Однако Лиян уже не мог остановиться и зашептал Станивуку на ухо:
Станивук от неожиданности только крякнул и так треснул Лияна своим кулачищем по голове, что славный повар грохнулся наземь и завопил:
— Воздух! В укрытия!
13
Серый ноябрьский день тихо угасал над просторной Бихачской котловиной. По мере того как меркнул дневной свет, город, рассыпанный в долине, все сильнее манил своими бесчисленными огнями. Бихач был спокоен и безмятежен, судя по всему, в нем никто не подозревал о том, что восемь партизанских бригад уже замкнули вокруг города стальное кольцо и теперь лишь ждали сигнала, чтобы открыть ураганный огонь по врагу.

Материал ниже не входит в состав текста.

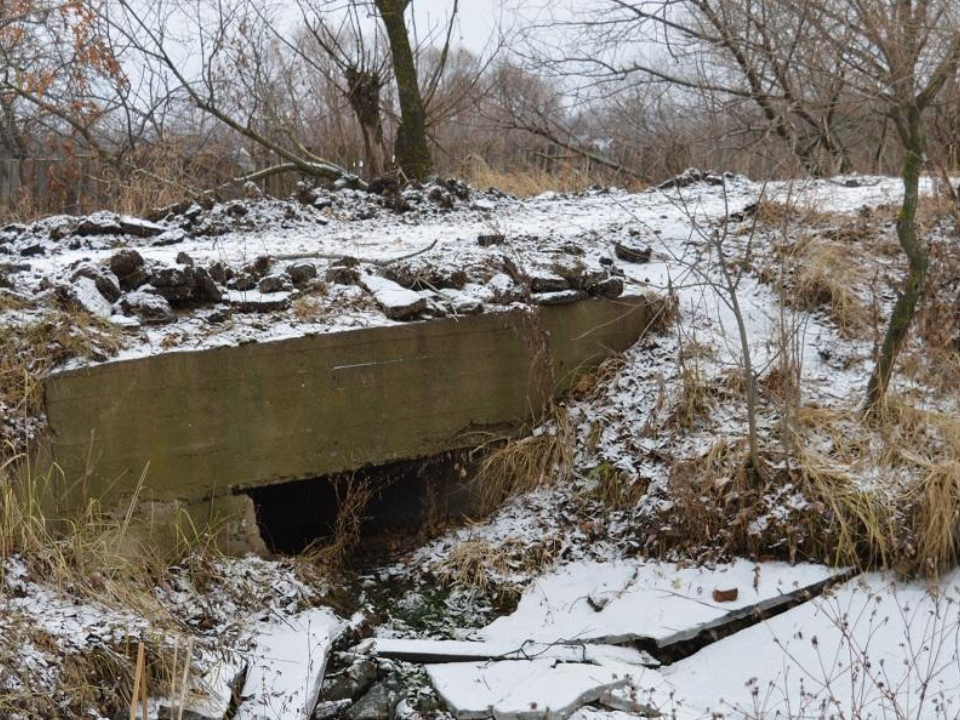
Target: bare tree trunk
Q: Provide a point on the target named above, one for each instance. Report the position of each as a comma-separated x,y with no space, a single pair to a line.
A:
363,93
906,305
411,150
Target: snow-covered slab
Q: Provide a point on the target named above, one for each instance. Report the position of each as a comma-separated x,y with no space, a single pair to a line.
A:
871,648
533,689
397,302
626,601
286,666
450,651
209,699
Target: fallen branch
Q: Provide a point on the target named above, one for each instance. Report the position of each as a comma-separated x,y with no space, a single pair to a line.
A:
379,262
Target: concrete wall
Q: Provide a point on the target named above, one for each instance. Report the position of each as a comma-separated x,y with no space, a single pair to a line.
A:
213,421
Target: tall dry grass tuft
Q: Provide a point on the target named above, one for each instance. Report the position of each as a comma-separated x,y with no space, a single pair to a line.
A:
828,274
353,496
524,464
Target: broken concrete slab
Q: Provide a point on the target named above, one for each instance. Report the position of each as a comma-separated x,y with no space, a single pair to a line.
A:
662,603
261,413
531,689
632,252
211,698
451,651
397,302
285,671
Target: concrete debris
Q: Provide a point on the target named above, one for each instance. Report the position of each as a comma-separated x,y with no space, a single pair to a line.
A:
654,602
448,651
531,689
210,698
83,294
148,306
352,681
632,253
397,302
254,301
379,703
286,666
563,297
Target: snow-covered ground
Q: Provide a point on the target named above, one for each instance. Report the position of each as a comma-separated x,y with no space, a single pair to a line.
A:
868,648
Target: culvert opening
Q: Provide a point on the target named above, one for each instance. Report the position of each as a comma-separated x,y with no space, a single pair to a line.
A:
405,497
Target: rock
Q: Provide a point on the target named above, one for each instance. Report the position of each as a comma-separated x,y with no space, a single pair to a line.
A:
562,297
173,283
253,301
344,272
259,267
128,266
441,197
220,273
461,303
611,287
378,704
105,223
330,709
33,250
632,253
82,294
351,682
273,283
397,302
152,309
491,239
548,283
483,204
105,280
242,281
185,285
301,273
689,177
425,275
205,289
139,227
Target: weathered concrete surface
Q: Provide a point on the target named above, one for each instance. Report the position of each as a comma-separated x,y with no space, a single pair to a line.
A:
212,421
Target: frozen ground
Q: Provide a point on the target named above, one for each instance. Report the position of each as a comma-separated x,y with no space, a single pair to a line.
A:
870,648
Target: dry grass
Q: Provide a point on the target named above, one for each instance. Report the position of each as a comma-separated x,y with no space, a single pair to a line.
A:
489,567
28,352
614,489
828,274
353,496
84,556
527,463
881,492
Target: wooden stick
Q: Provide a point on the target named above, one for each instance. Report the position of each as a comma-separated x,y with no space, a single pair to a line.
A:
134,696
143,680
186,677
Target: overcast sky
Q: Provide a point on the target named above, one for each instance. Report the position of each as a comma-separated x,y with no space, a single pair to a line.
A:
477,19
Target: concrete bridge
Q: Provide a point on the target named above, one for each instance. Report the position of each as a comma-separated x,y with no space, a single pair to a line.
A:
207,424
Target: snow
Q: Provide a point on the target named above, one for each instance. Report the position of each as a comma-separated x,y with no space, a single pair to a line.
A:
434,651
285,669
873,648
530,690
622,601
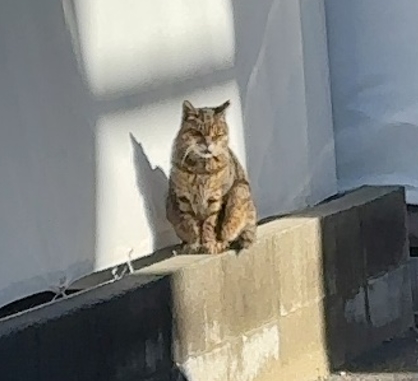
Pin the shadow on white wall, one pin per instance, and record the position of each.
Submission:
(94, 93)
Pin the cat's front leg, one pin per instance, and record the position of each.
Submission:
(186, 226)
(209, 240)
(240, 217)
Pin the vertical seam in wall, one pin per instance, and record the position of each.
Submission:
(365, 282)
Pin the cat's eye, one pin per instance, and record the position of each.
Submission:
(183, 199)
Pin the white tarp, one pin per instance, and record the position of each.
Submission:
(91, 99)
(374, 73)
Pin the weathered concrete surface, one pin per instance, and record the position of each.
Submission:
(319, 288)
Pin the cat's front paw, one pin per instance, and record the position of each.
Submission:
(191, 248)
(214, 247)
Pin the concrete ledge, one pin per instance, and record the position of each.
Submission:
(318, 288)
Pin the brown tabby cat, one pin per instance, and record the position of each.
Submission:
(209, 202)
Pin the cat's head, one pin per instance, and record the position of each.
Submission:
(204, 131)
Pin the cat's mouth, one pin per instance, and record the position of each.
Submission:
(206, 154)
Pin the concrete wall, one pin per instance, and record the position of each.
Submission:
(318, 288)
(90, 101)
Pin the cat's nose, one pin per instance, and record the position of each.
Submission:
(210, 147)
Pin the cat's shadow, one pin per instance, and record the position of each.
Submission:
(152, 184)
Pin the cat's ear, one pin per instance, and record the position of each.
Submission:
(188, 108)
(220, 110)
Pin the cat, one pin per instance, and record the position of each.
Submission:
(209, 201)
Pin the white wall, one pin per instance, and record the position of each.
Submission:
(374, 70)
(93, 101)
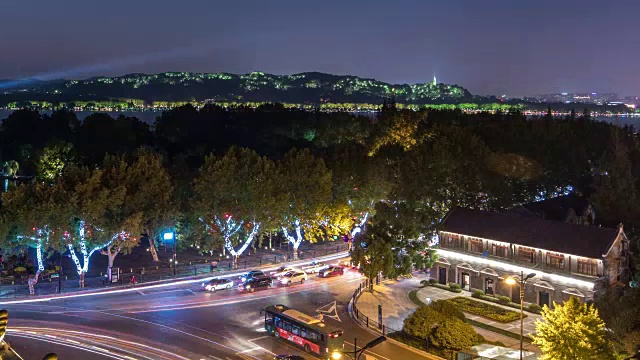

На направлении главного удара, на обрывистом склоне холма Грабежа, был оборудован наблюдательный пункт начальника штаба Боснийской Краины товарища Косты Наджа, участника войны в Испании. Тут же в готовности отправиться в любом направлении с депешей ждали возбужденные предстоящим боем партизанские связные.
Работники штаба Косты внимательно оглядывают с холма ярко освещенный Бихач и удивляются:
— Огни в городе горят вовсю, видать, противник совершенно уверен в своей полной безопасности.
— Как же они не заметили ничего подозрительного, когда вон сколько народу к городу подошло? Неужели из окрестных сел никто не побежал в город и не сообщил о нашем приближении?
— Никто не побежал, потому что весь народ с нами, предателей у нас нет. Вы же сами видели толпы женщин с распущенными волосами.